The National Consumers League has been calling on the Consumer Product Safety Commission (CPSC) to implement safety changes that would help keep this major public health threat at bay since November of last year. Recently, NCL brought table saw victims from across the country (whose stories are available below) to CPSC headquarters to share their debilitating injuries with CPSC Chairman Inez Tenenbaum.
With NCL’s strong support, CPSC has voted unanimously (5-0) in favor of moving forward with an Advance Notice of Proposed Rulemaking regarding establishing a national table saw safety standard—a giant step forward in curbing the unnecessary loss of life and limb.

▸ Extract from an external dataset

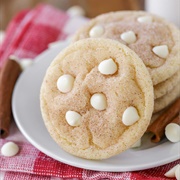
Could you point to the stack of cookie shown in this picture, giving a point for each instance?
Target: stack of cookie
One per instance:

Victims’ stories of table saw injuries are grisly. Meet Adam, a husband and father of two sons, who is sharing his experience this spring with policymakers in hopes that table saws will be made safer for others:
Adam, a very experienced woodworker who owns a woodworking business, was cutting panels on a contractor saw on May 12, 2010 and as the material started to fall off the backside of the saw, he instinctively went to grab the panel. As he was pulling the panel back, his elbow caught the top of the blade and the blade then pulled his elbow further into the blade, up to the center portion of his forearm.
The blade cut completely through the ulna bone and ulnar nerve in his right forearm, and also caused extensive damage to muscles, tendons, and ligaments. Since the accident, Adam has been going through extensive medical treatment and therapy. He has an upcoming visit to the Mayo Clinic to review the possibility of harvesting nerves from his ankles and feet and transplanting them to his forearm and hand. Doctors estimate it will take 3-5 years for him to recover.
Adam had recently started a woodworking business and was self-employed at the time of the accident, so this has been very tough financially on his young family. Though he is still able to do woodworking, he cannot continue his business because doing the work is too painful and slow to be able to turn a profit on what he builds. He is now in the process of applying for Social Security. He has had medical assistance step in to help with the medical bills, so the out-of-pocket cost of the injury to him and his family is not yet fully known. His wife now works as a part-time nurse to cover living expenses while Adam recovers. Adam has been interviewing for jobs but has not been able to get one because in every interview he has been asked what he can commit to do physically and he cannot yet answer that question. Every day is different in regards to the level of pain he feels in his hand and the degree he can move his fingers.
Consumer product safety advocates find stories like Adam’s especially heartbreaking because they are preventable. Eight years ago a company called SawStop, which has developed safety technology to stop the saw blade when it detects electrical impulses given off by a finger or other body part, filed a petition with the Commission asking that the Commission adopt safety technology throughout the industry. The CPSC has yet to act on that petition or set a safety standard for table saws.
A 2006 CPSC staff report to the Commission in response to the petition shows a positive cost-benefit analysis to setting a national performance standard for table saws, and recommends granting the petition and proceeding with a rulemaking process that could result in a mandatory safety standard for table saws to reduce the risk of blade contact injury . CPSC voted in 2006 to start the regulatory process, but no action was ever taken. In early 2011, manufacturers of safer saw technologies were invited to present their positions at a CPSC public meeting, but no additional action has been taken.
“Each day we wait for CPSC to act, 10 new amputations occur,” said Sally Greenberg, NCL Executive Director, who has been calling on the CPSC to act on table saw safety issues. “We’re throwing away 4,000 fingers each year when safer-saw technology exists. The time for action is now.”